Regardless of your motive, there’s legwork involved in breaking up with a bank. Here’s a guide on how to switch banks, broken down into five steps, for a smooth transition.
Steps for moving a bank account:
1. Choose your next account
Pinpoint your motive for changing bank accounts, since you’ll want to find an account that matches your needs. Many financial institutions offer several types of deposit accounts, each with their own fees, features and opening requirements. Bankrate’s banking reviews are a good starting point to help you research the difference among offerings at a variety of banks.
You may want to devise a list of account features that are most important to you. Some factors to consider include:
- Lower fees
- Higher interest rates for savers
- Minimum balance requirements
- Quality of mobile app
- Budgeting tools
- Access to local branches
- Large fee-free ATM network
- Safe-deposit box
- Customer service hours
- Bank reputation
“Consider your banking personality and regular financial habits,” McBride says. “If you need a safe-deposit box, then an online or neobank won’t work. If you’re looking for lower fees or better rates and do all of your banking digitally, then you’re not limited to what is in your local area.”
Once you’ve narrowed the list of options, disclosures posted on bank and credit union websites can help in making a final decision, by providing important details about account fees, rates and requirements.
2. Keep track of automatic transactions and direct deposits
You may have your paycheck, dividends and other sources of income automatically deposited into your checking account. Additionally, there may be automated payments on a monthly basis for cellphone charges, utilities, subscription services, charitable contributions, and other goods and services. To avoid complications, make a list of these incoming and outgoing transactions from the past 12 months — you’ll need to transfer them to your new account once it’s set up.
Some automated transactions may occur quarterly, semiannually or annually, so be sure to track those as well. Also note any linked accounts, such as funds transferred each month to an individual retirement account or a health savings account.
Getting all your automated payments sorted may take a while, depending on how much you rely on services like online bill pay. But ensuring you’ve accounted for all your regular transactions is worth the effort, to avoid bounced checks or refused payments that may result in fees.
3. Open your new account
After your research is done, opening an account at the bank you’ve selected is the easy part — and doesn’t even require stepping foot in a bank, and many consumers According to the latest FICO Consumer Digital Banking survey.
nearly half (41 percent) of North American consumers are more likely to open an account online than they were the previous year.
The steps are similar whether you open an account online or at a branch: You provide information such as your Social Security number, date of birth and current address. You may also need to submit or show documents like a valid driver’s license or passport to affirm your identity.

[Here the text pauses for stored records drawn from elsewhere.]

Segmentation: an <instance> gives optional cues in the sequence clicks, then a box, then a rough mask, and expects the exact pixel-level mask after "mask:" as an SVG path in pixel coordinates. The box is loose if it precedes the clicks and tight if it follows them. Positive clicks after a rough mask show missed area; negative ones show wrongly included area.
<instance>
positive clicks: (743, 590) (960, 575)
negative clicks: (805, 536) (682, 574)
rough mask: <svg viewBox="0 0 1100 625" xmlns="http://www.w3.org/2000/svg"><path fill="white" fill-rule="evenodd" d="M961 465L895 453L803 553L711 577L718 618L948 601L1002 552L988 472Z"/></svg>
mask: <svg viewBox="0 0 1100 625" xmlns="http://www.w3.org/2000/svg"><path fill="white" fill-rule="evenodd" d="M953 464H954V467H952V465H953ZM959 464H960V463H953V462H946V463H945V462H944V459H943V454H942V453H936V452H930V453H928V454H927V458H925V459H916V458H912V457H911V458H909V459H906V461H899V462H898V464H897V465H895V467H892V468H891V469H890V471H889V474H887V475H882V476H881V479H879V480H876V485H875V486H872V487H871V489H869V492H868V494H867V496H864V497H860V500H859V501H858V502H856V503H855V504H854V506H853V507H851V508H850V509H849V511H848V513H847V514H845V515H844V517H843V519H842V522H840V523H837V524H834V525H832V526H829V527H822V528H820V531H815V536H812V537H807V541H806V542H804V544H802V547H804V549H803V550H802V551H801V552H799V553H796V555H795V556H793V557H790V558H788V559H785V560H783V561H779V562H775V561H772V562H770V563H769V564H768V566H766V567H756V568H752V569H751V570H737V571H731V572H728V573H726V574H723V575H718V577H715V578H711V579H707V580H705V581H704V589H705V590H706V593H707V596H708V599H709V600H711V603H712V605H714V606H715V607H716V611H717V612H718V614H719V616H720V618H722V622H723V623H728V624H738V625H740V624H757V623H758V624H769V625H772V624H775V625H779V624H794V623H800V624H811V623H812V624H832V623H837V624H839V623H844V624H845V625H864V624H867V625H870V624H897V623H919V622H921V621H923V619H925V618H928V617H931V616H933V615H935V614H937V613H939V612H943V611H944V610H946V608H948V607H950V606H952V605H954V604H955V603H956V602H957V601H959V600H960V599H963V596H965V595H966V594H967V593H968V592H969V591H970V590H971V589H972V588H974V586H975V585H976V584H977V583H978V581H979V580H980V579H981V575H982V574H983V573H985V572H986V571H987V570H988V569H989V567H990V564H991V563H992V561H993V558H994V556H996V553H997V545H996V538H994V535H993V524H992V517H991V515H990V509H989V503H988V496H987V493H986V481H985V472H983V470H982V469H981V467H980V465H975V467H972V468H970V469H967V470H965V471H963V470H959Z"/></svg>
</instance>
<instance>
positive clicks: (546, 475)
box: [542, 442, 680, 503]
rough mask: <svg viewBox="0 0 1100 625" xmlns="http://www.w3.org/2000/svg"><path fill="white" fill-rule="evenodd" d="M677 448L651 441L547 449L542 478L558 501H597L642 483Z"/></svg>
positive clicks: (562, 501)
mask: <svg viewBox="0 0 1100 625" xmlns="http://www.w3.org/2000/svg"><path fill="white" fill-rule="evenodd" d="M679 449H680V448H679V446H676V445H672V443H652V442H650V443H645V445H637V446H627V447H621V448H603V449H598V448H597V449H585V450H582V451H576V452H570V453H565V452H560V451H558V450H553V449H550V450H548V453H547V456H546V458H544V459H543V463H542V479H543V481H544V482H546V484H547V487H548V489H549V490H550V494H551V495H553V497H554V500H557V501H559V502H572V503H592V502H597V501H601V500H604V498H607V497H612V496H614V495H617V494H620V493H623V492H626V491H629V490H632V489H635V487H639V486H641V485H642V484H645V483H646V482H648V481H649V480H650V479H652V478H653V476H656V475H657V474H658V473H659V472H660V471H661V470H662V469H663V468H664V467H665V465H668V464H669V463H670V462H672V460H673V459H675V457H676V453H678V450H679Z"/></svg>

After your application is submitted, the institution may check your banking history by running your information through ChexSystems, a credit-reporting agency, to get a gauge on your banking history. Once approved, you’ll have to fund the account. Some banks require a minimum deposit just to open an account, but it may not be sufficient to avoid fees. Depositing the amount to avoid fees — and maintaining it — is a smart move. You can fund the account in the form of a check or electronic payment. You may also be able to wire funds into the account, depending on the bank. If you’re depositing money into your account by transferring it from another account, be sure to gather the other bank account number and nine-digit routing number.
Some other considerations that come with opening a new account include ordering checks, a debit card and downloading the institution’s mobile app.
4. Redirect your payments and direct deposits
Once you’ve accounted for all the automatic transactions from your previous account, it’s time to transfer them to the new account, including both payments and deposits. Changing your payroll deposit information can typically be done online at payroll provider’s website, but human resources can also help you to switch direct deposits to the new account.
Also bear in mind one-time or recurring payments between bank or credit union accounts, such as transfers from checking to a savings account or retirement account. You’ll need to link the two accounts that you make transfers between, which may be able to be done on the institution’s mobile app or website.
5. Close your old account
The last step in cutting ties to your old bank or credit union is closing the account, but it’s best not to rush to close it.
“Plan to leave the old account open for an additional statement cycle or two once your new account is up and running,” McBride says. “Too often, it is that one-off bill payment that is automatically drafted from your checking account that gets forgotten, so this gives you a bit more time to make sure nothing was overlooked.”
Once you’re sure that all direct deposits are coming in and all automatic payments are going out of your new account, transfer any remaining funds from the old account into the new one. Transferring the funds electronically is probably fastest, but you may also use a personal check or wire transfer.
Once that last transfer clears, you’re free to close the old account for good. Be sure to get written confirmation from the bank that the account was closed to protect yourself from being victimized by a “zombie account” — one that has been reopened by the bank when funds were unwittingly directed to the account that you thought was closed.
Finally, be sure to shred the checks and cut up the debit cards from your old account to protect yourself from identity theft.